Elezioni, il Movimento 5 stelle fa il pieno: in Sicilia più seggi che candidati

Tre senatori a Forza Italia, due al Partito Democratico e uno ciascuno alla Lega, a Liberi e Uguali e a Diventerà Bellissima. E' l'attribuzione dei seggi del Senato in Sicilia...

Otto senatori al Movimento 5 stelle, tre a Forza Italia, due al Partito Democratico e uno ciascuno alla Lega, a Liberi e Uguali e a Diventerà Bellissima. E’ l’attribuzione dei seggi del Senato in Sicilia con il proporzionale. Tra gli eletti il presidente del Senato e leader di Leu, Pietro Grasso, l’ex presidente di Palazzo Madama, Renato Schifani per Fi, assieme alle colleghe di partito Gabriella Giammanco e Urania Giulia Rosina Papatheu.
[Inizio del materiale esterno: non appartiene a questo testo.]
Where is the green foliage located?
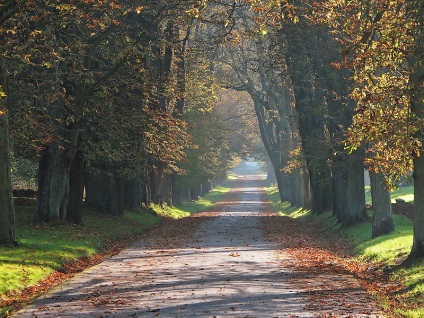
[365,185,414,204]
[152,186,230,219]
[177,70,231,189]
[266,186,424,318]
[0,207,159,296]
[11,157,37,188]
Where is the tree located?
[370,173,394,237]
[0,0,29,244]
[406,1,424,259]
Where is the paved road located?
[16,176,384,318]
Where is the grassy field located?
[0,187,229,317]
[267,186,424,318]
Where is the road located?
[15,165,382,318]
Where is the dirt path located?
[15,177,381,318]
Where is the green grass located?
[0,187,229,317]
[152,186,230,219]
[266,186,424,318]
[0,207,159,296]
[365,185,414,204]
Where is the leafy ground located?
[267,187,424,317]
[0,187,228,317]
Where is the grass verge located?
[0,187,229,317]
[266,186,424,318]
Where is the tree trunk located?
[124,177,145,211]
[87,171,123,215]
[408,1,424,260]
[283,18,332,213]
[67,151,85,224]
[0,105,15,244]
[370,173,395,237]
[35,141,70,222]
[332,153,365,226]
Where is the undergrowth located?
[266,186,424,318]
[0,187,229,317]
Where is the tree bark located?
[67,151,85,224]
[87,169,123,216]
[282,21,332,213]
[408,1,424,260]
[124,177,145,211]
[0,104,15,244]
[35,141,70,222]
[370,173,395,237]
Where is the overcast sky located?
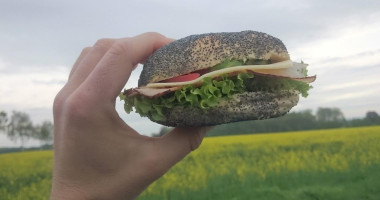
[0,0,380,147]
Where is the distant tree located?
[33,121,54,145]
[6,111,35,150]
[152,126,173,137]
[0,111,8,132]
[365,111,380,122]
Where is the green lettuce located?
[119,59,312,121]
[120,73,253,121]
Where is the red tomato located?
[162,73,200,83]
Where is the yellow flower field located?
[0,126,380,200]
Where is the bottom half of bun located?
[149,91,299,127]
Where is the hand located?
[50,33,211,199]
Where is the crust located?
[138,31,289,86]
[150,91,299,127]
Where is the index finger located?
[80,33,172,102]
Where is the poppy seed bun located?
[149,91,299,127]
[138,31,289,87]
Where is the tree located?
[33,121,54,145]
[152,126,173,137]
[6,111,35,150]
[0,111,8,131]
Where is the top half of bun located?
[138,31,289,86]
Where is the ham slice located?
[124,86,182,98]
[124,61,316,98]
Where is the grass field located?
[0,126,380,200]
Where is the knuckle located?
[53,91,65,115]
[62,93,90,121]
[189,132,203,151]
[110,38,133,55]
[94,38,115,51]
[82,47,92,54]
[144,32,164,38]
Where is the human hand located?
[50,33,208,200]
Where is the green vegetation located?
[0,151,53,200]
[0,126,380,200]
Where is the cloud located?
[0,0,380,147]
[0,59,68,110]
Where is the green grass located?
[0,126,380,200]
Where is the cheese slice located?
[146,60,307,88]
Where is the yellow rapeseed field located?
[0,126,380,200]
[142,127,380,199]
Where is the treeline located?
[153,108,380,136]
[0,111,54,152]
[208,108,380,136]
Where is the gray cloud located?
[0,0,380,147]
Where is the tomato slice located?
[162,73,200,83]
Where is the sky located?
[0,0,380,147]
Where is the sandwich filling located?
[120,59,316,121]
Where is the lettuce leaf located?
[120,73,253,121]
[119,59,312,121]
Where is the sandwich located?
[120,31,316,127]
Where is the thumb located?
[159,127,212,169]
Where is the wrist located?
[50,181,90,200]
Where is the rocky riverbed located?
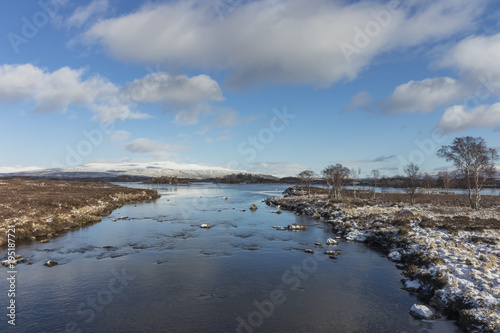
[266,191,500,332]
[0,178,159,246]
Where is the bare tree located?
[404,163,420,205]
[438,171,453,193]
[437,136,498,209]
[323,163,349,199]
[371,170,380,199]
[424,172,434,194]
[298,170,315,196]
[381,176,389,196]
[351,168,361,199]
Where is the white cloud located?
[0,64,149,122]
[200,109,244,134]
[0,64,229,127]
[382,77,464,114]
[342,91,373,112]
[124,138,189,158]
[244,162,310,177]
[438,33,500,77]
[81,0,485,86]
[109,130,130,142]
[205,135,231,143]
[437,103,500,133]
[122,72,224,107]
[66,0,109,27]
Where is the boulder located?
[403,280,421,290]
[410,304,434,319]
[387,251,401,261]
[288,223,307,230]
[2,260,17,267]
[326,238,338,245]
[44,260,59,267]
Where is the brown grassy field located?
[0,178,159,245]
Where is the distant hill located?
[0,161,248,179]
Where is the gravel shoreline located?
[266,191,500,332]
[0,178,160,246]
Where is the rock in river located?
[410,304,434,319]
[326,238,338,245]
[44,260,58,267]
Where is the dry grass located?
[0,178,159,245]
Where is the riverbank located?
[0,178,159,246]
[266,191,500,332]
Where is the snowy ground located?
[268,196,500,332]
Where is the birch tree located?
[437,136,498,209]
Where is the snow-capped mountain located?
[0,161,247,179]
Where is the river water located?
[0,184,460,333]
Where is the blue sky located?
[0,0,500,176]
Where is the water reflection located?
[0,184,458,332]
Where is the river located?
[0,183,460,333]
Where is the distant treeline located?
[144,176,189,185]
[213,173,280,184]
[358,176,500,189]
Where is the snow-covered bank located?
[267,192,500,332]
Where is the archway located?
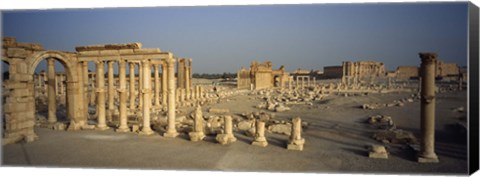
[26,51,87,130]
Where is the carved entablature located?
[418,53,437,64]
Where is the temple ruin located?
[2,37,206,144]
[237,61,291,90]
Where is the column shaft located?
[129,63,135,111]
[153,64,160,106]
[97,61,108,130]
[117,60,129,132]
[164,58,178,137]
[418,53,438,162]
[47,58,57,123]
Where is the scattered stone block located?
[368,145,388,159]
[208,108,230,114]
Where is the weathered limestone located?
[107,61,115,122]
[287,117,305,151]
[163,57,178,138]
[215,115,237,145]
[116,60,130,132]
[368,145,388,159]
[140,60,153,135]
[252,120,268,147]
[137,63,144,109]
[153,65,160,106]
[188,106,205,141]
[129,63,136,111]
[162,62,168,105]
[96,61,108,130]
[418,53,438,163]
[237,61,289,89]
[47,58,57,123]
[81,61,90,118]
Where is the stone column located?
[137,63,144,109]
[175,88,182,103]
[418,53,438,163]
[342,62,345,85]
[81,61,90,118]
[107,61,115,121]
[140,60,153,135]
[252,120,268,147]
[177,58,185,88]
[180,89,186,102]
[96,61,108,130]
[161,62,168,105]
[116,60,130,132]
[188,106,205,141]
[215,115,237,145]
[153,64,160,106]
[287,117,305,151]
[47,58,57,123]
[128,63,136,111]
[418,76,422,93]
[163,57,178,138]
[458,74,463,91]
[185,59,192,100]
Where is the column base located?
[95,125,110,131]
[252,141,268,147]
[287,144,303,151]
[163,131,178,138]
[188,132,205,142]
[115,127,130,133]
[215,134,237,145]
[138,129,154,136]
[417,155,439,163]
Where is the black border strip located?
[468,2,479,175]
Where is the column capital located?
[418,52,438,64]
[165,57,176,65]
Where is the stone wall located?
[323,66,343,78]
[396,66,418,80]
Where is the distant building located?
[396,66,418,80]
[323,66,343,79]
[237,61,289,89]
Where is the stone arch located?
[26,51,87,130]
[26,51,78,82]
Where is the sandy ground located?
[2,83,468,174]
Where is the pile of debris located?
[367,115,418,144]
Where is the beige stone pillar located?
[418,53,438,163]
[287,117,305,151]
[342,61,346,85]
[180,89,187,102]
[107,61,115,121]
[252,120,268,147]
[47,58,57,123]
[81,61,90,117]
[185,59,192,100]
[116,60,130,132]
[128,63,136,111]
[162,62,168,105]
[215,115,237,145]
[188,106,205,141]
[140,60,153,135]
[163,57,178,138]
[96,61,108,130]
[177,58,185,88]
[138,63,144,109]
[418,76,422,93]
[175,88,182,103]
[153,64,160,106]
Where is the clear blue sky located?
[2,2,468,73]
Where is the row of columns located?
[74,58,178,137]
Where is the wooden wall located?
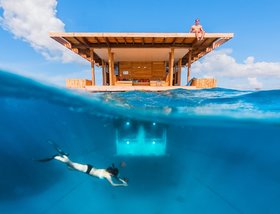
[191,78,217,88]
[119,62,166,80]
[66,79,92,88]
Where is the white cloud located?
[0,0,82,62]
[248,77,263,88]
[192,49,280,89]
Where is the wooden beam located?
[90,49,95,85]
[178,58,182,85]
[75,37,89,48]
[102,60,106,85]
[187,50,192,82]
[72,41,192,49]
[108,48,113,85]
[169,48,174,86]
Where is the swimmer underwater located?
[36,141,128,186]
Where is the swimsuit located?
[86,164,93,174]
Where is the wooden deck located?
[85,86,197,92]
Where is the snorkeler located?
[37,141,128,186]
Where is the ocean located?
[0,71,280,214]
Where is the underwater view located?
[0,71,280,214]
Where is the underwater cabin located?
[49,32,233,92]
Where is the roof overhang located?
[49,32,233,65]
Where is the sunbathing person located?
[37,141,128,186]
[190,19,205,41]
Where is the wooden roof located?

Completano il quadro dei senatori del centrodestra l’avvocato Giulia Bongiorno per la Lega e l’ex sindaco di Catania, Raffaele Stancanelli presente nelle liste di Fdi per Diventerà Bellissima. Due i senatori del Pd: il sottosegretario Davide Faraone e l’ex deputata regionale Valeria Sudano. I 5stelle ottengono il ‘pieno’ in Sicilia anche nel proporzionale, eleggendo otto senatori, e portando, assieme ai novi eletti nei collegi uninominale, la squadra di parlamentari a Palazzo Madama del M5s votati nell’Isola. Gli otto eletti nel proporzionale sono: Antonella Campagna, Maurizio Santangelo, Cinzia Leone, Fabrizio Trentacoste, Mario Giarrusso, Cristiano Anastasi, Barbara Floridia e Nunzia Catalfo. Quest’ultima è stata eletta anche nell’uninominale e il seggio dovrà essere riassegnato, ma non in Sicilia, dove tutti i candidati M5s sono stati eletti.

La valanga di voti per il Movimento 5 Stelle crea una problema da risolvere nell’attribuzione dei seggi. Il movimento oltre ai 28 eletti all’uninominale piazza 25 parlamentari, tra Camera e Palazzo Madama, nella quota proporzionale. Ma è tanto larga, la vittoria, da creare un problema nei subentri, visto che alcuni dei 5stelle eletti nella quota proporzionale hanno ottenuto il seggio anche all’uninominale. Così, nel M5S, emerge il rebus dello scorrimento: la lista – che per legge non poteva superare 4 nomi – è troppo breve rispetto ai seggi realmente ottenuti dai grillini. Ma secondo i giuristi a questo punto si andrebbe a cercare in altri collegi. I nodi da sciogliere sono ad esempio nel collegio proporzionale di Messina ed Enna dove Alessio Villarosa e Francesco D’Uva hanno vinto le rispettive sfide dell’uninominale, e dunque opteranno ovviamente per quel seggio. Alle loro spalle, però, c’è un solo nome, quello di Antonella Papiro: data per certa l’elezione di quest’ultima, il secondo parlamentare che a M5S spetta scatterebbe in un altro collegio. Situazione analoga a Catania (Giulia Grillo e Simona Suriano hanno vinto nella quota maggioritaria, e visto che i seggi ottenuti al proporzionale sono 3 alle loro spalle resta solo Luciano Cantone) e Siracusa-Ragusa (Marialucia Lorefice e Maria Marzana si trovano alle spalle il solo Filippo Scerra) per la Camera e in Sicilia orientale per il Senato (Nunzia Catalfo non può lasciare il seggio a una “riserva” perché M5S ha eletto tutti i candidati).